Dehors la nuit est sombre et fraîche. Au loin la fusillade crépite. C’est l’attaque de la gare et de l’Asile des Fous d’Huesca qui est amorcée, et n’aboutira pas.
A l’aube, après un bref conciliabule, les jeunes de l’équipe s’entendent pour se rendre sur la ligne avec les camions de ravitaillement, tandis que « Luigi » restera au « Castillo », en attendant la relève qui ramènera les camarades.
Mais, dès le « Monte Pelato », une voiture de commandement dépasse la file des camions. Louis Bertoni s’est débrouillé sans les jeunes « lâcheurs » pour aller embrasser ses fidèles compagnons de lutte.
Et tout au long de la tranchée, c’est un accueil indescriptible et une joie débordante.
Bientôt un avion ennemi volant bas viendra interrompre cet enthousiasme délirant.

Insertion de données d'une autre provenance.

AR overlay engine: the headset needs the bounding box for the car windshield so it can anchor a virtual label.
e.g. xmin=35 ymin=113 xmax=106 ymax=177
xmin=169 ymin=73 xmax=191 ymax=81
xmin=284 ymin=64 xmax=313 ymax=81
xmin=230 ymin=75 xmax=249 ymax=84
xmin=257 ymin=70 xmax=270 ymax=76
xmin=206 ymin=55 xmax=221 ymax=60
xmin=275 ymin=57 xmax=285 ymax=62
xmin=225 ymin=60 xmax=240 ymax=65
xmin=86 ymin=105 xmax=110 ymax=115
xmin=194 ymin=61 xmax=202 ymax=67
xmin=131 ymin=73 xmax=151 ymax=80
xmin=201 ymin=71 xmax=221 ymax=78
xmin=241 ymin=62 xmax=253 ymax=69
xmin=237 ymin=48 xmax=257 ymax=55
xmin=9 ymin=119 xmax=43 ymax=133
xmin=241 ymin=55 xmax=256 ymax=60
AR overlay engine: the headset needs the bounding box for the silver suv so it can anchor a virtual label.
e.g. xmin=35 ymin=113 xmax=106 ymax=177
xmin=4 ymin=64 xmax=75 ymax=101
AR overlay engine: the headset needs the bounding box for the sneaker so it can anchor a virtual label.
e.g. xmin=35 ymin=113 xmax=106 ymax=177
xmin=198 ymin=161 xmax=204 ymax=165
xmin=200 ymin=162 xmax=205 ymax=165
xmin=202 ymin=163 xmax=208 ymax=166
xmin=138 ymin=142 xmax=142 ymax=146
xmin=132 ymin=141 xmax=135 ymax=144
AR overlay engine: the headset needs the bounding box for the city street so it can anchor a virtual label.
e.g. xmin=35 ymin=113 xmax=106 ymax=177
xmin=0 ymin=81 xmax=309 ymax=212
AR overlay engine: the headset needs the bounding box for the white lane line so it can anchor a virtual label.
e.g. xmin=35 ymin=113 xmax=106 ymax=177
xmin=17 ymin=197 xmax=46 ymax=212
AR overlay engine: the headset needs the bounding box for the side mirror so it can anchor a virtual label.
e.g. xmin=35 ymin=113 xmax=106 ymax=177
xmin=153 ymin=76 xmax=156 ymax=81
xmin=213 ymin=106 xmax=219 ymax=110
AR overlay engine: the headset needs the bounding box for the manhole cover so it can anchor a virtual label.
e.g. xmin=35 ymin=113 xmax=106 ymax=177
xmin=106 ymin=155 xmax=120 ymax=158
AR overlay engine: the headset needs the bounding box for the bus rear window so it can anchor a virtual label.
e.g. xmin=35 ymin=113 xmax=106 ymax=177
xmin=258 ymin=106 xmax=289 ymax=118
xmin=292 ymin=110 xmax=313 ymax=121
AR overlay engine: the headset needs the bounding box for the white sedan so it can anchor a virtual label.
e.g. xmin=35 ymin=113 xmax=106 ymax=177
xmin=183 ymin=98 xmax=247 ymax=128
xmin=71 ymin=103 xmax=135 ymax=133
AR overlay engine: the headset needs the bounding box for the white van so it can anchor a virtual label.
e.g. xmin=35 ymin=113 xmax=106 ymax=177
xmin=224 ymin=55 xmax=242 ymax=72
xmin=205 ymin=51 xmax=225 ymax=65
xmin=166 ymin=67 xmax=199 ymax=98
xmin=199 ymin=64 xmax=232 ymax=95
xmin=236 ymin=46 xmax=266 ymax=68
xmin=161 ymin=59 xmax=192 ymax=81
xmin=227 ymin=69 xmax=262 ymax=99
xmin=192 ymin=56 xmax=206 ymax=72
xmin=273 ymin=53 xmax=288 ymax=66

Les mitrailleuses claquent. Comme un vieux grognard, Bertoni se couche à l’ombre d’un olivier, puis en quelques sauts il trouve un abri dans la grotte du dépôt de... grenades à main. Quelques instants plus tard, c’est la « casa bianca » qui sera sérieusement pilonnée et qu’il vaudra mieux évacuer. Le cimetière, dont les murs blancs sont encore éclaboussés à l’extérieur du sang des paysans républicains fusillés en série, prendra à nouveau sa part d’obus.
Mais les hommes du groupe des Italiens de la colonne CNT-FAI sont heureux. Jusqu’à la fin de leurs vicissitudes, ils se souviendront avec réconfort de la crânerie tranquille de leur vieux compagnon ; Louis Bertoni.